September 6, 2023

Much attention has been paid to this unusual front page of the University of North Carolina Daily Tar Heel. It caught the attention of the president of the United States. A graduate student murdered his adviser, and the student body, starting a new semester, suddenly became prisoners in an existential lockdown of what Danish theologian Søren Kierkegaard called “fear and trembling.”

It matters not that the singular murder does not qualify as a mass shooting. The effects on the community were the same. I would argue that by now every American — and everyone who visits America — suffers from a form of post-traumatic stress related to gun violence. We have “witnessed” so many mass killings via news coverage that few could imagine any longer that this “could not happen here,” at our church, school, mall, or theater.

Long gone are the days when we heard a gunshot and thought it was a car backfiring.

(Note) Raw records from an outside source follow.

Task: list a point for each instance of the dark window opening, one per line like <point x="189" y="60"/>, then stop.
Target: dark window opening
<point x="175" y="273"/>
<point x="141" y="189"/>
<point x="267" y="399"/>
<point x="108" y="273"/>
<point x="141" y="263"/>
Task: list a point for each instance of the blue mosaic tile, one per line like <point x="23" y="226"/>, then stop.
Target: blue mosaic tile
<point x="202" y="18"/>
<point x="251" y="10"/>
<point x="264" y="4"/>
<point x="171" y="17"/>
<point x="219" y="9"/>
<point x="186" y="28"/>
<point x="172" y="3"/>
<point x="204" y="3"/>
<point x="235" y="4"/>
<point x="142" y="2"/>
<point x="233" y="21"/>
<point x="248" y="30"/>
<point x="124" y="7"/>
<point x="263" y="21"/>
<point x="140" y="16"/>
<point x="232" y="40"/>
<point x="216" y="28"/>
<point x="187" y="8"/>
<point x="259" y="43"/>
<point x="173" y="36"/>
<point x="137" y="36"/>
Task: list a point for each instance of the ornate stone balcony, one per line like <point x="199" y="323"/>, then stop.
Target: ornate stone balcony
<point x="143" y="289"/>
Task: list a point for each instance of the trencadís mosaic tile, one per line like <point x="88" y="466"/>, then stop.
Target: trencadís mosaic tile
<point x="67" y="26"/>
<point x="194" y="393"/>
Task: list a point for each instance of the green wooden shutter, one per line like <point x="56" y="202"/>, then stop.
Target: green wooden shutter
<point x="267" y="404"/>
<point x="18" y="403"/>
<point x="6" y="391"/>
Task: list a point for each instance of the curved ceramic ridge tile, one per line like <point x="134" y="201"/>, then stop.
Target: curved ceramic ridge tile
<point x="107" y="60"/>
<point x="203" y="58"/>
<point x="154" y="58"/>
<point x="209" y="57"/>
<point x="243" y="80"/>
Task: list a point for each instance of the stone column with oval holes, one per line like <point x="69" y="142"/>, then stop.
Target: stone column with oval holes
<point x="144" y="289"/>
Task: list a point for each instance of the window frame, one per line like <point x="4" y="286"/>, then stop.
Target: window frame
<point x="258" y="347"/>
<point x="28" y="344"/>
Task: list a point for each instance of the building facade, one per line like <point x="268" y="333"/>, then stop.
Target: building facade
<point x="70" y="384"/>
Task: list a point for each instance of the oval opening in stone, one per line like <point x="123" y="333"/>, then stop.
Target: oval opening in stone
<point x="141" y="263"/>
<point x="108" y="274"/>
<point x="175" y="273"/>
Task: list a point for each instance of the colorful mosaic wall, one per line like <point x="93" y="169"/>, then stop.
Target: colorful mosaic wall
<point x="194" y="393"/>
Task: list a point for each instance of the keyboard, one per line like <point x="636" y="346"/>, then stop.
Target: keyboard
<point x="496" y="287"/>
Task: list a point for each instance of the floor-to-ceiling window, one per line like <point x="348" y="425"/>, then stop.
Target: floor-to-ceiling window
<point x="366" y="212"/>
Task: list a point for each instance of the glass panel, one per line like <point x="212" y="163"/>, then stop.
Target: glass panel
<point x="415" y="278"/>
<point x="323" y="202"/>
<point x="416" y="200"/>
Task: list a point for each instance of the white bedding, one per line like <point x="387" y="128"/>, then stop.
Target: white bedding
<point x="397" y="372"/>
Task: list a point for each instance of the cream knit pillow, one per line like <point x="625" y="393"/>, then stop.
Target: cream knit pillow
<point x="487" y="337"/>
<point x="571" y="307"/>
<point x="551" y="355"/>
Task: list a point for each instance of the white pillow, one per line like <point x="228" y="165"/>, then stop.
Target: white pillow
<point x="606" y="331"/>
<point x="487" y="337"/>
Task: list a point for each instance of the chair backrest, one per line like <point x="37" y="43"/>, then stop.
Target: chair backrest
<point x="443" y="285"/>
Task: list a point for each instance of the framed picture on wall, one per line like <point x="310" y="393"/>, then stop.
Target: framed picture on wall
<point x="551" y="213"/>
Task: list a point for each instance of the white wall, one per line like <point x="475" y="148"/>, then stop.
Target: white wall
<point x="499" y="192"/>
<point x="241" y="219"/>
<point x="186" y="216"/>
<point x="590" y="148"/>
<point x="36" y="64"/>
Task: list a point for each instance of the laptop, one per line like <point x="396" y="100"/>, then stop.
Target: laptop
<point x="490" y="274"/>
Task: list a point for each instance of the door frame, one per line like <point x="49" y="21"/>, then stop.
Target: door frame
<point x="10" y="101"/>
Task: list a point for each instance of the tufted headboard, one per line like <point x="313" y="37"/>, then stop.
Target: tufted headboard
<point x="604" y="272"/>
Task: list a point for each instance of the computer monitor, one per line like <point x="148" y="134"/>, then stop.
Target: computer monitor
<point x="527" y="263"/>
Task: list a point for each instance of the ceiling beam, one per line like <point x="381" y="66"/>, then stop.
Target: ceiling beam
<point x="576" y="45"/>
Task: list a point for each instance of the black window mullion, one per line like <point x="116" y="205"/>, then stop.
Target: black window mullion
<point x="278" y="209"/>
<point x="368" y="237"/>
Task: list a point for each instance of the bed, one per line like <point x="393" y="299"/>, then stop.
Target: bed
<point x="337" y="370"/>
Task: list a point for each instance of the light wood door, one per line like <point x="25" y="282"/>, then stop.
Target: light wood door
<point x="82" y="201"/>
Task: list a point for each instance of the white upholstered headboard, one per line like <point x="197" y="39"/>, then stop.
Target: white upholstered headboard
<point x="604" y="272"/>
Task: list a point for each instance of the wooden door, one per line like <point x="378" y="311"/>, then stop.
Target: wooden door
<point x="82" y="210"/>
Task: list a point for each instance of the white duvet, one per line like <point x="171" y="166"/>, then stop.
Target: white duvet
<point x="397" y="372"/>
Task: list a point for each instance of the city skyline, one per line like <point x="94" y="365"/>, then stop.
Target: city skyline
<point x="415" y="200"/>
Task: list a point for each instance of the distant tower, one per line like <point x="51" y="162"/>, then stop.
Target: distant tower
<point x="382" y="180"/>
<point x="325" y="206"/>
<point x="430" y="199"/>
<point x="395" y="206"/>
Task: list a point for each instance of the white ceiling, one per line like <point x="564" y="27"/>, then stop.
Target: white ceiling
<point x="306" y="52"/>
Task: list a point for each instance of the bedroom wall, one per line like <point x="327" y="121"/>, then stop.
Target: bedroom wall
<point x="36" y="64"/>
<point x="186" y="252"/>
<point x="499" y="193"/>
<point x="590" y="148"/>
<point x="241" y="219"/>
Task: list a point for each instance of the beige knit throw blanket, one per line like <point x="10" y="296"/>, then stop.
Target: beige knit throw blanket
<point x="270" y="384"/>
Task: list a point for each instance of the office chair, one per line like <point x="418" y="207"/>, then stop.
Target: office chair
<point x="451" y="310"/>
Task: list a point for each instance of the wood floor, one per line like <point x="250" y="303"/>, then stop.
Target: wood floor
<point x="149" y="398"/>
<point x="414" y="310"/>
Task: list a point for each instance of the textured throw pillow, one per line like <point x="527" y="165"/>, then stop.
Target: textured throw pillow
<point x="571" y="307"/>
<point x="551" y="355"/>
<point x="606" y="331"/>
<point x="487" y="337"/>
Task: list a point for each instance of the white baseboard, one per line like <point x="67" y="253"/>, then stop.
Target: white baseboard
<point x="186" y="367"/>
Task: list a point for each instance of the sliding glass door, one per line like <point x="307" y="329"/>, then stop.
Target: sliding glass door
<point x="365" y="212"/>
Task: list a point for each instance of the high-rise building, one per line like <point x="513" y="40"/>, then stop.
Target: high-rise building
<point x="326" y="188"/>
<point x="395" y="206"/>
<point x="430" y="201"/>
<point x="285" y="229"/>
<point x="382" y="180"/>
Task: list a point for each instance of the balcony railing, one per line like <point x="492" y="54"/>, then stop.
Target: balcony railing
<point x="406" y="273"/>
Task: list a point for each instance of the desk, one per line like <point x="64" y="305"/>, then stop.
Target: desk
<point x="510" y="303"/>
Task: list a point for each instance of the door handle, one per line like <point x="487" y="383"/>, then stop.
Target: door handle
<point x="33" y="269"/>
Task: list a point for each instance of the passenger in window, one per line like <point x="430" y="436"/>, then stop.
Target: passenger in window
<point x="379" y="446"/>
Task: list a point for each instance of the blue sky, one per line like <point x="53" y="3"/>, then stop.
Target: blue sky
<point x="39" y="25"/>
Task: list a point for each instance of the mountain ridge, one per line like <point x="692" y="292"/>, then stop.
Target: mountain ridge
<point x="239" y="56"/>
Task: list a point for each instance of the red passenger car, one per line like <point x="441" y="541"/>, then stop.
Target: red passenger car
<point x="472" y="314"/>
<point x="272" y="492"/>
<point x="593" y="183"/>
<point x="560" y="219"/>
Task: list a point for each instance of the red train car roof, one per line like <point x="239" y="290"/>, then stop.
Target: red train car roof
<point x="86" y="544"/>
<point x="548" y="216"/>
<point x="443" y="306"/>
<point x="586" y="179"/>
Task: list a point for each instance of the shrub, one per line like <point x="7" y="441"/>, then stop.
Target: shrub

Now we hear the backfire and assume it is the sound of one human being trying to kill another.

Standard coverage of these shootings has become so routine and predictable that one event blends into another. Where we once could recite the names of places where mass killings had taken place — Columbine or Sandy Hook — now the names of places, murderers, victims, survivors lose their particularity, and congeal into a dark place in our collective consciousness.

We know what standard and responsible coverage looks like, simply by following four of the five W’s. We do need to know the who, what, where, and when. It’s at the why where we hit a wall. Remember the guy who took bags of weapons and ammunition into a hotel room high over the Las Vegas Strip? From there he shot like a sniper and killed 60 people and wounded many more attending an outdoor concert. Besides insanity and evil, what other reasons do we have for why he did it? None so far.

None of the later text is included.